Funeral and burial will be delayed "for a couple days" while other brothers and sisters arrive home to the Vallejo family neighborhood in Tegucigalpa.
That Roger Abraham Vallejo Soriano was a schoolteacher at the San Martin high school, and a member of the teachers' union, will have an immediate impact on the civil resistance, as schoolteachers are a nationwide organized force with members in every city, town and hamlet throughout the country. One of their own has been been slain in the struggle.
Roger's assassination will surely be a topic today at a public meeting called this afternoon in the auditorium of COLPROSUMAH (Colegio Profesional Superación Magisterial Honduras), an important academic institution that trains schoolteachers, where the documentary film Bringing Down a Dictator about the organizing and nonviolent campaign from May to September of 2000 that defeated the regime of Slobodan Milosevic. A group of 40 Honduran social leaders have been studying that struggle finding many similarities to the situation they find themselves in and those in Serbia (like Honduras, a country of seven million people) then. The poster publicizing the public event today says:
"The story of the nonviolent Serbian organization OTPUR (Resistance) and the fall of the de facto regime of Milosevic with the presence of one of the protagonists of the film."
"The OTPUR (Resistance) movement succeeded in organizing peaceful resistance to end the dictatorship of Slobovan Milosevic in Serbia with a nonviolent struggle. The tyrant Milosevic was defeated in 2000, not by force of weapons, but massive, active and nonviolent civil disobedience."
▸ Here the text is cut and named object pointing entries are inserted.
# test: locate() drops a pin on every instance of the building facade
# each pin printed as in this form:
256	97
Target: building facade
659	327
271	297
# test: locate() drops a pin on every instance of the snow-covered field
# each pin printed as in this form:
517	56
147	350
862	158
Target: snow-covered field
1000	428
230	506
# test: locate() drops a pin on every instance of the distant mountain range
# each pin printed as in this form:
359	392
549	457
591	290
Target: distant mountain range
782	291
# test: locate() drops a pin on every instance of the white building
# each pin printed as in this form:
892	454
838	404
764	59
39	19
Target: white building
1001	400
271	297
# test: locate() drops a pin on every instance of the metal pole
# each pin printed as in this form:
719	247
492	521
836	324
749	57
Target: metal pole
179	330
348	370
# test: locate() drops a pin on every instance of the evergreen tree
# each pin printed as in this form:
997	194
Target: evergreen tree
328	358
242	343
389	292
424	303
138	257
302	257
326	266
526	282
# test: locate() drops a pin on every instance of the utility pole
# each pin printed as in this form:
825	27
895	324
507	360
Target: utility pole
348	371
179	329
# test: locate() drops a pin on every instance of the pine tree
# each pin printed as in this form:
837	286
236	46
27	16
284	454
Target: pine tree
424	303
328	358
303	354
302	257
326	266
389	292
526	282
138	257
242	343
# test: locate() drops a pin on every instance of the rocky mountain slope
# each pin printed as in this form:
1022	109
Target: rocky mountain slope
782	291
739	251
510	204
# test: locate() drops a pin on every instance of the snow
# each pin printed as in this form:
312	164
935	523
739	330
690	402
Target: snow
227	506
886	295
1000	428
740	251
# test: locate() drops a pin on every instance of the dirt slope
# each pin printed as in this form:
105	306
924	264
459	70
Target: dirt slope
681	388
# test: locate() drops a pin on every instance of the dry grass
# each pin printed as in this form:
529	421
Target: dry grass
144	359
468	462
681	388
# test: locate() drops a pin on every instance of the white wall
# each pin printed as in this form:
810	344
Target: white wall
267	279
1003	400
Narco News was invited as an observer and attended last night's session of the Honduran organizing group - with members and leaders from the key sectors of labor, campesino, students, artists, independent journalists, neighborhood organizations and others - that is studying, together, the Serbian and other models of successful resistance and how they can be applied by organizers on the ground in Honduras. After more than thirty years of participating and chronicling successful civil resistance movements, one learns to recognize real, palpable history when it is being made. That was the sense that all in the room shared last night: that when coalitions of people begin to think and act strategically together, there is a path to topple this coup regime from below.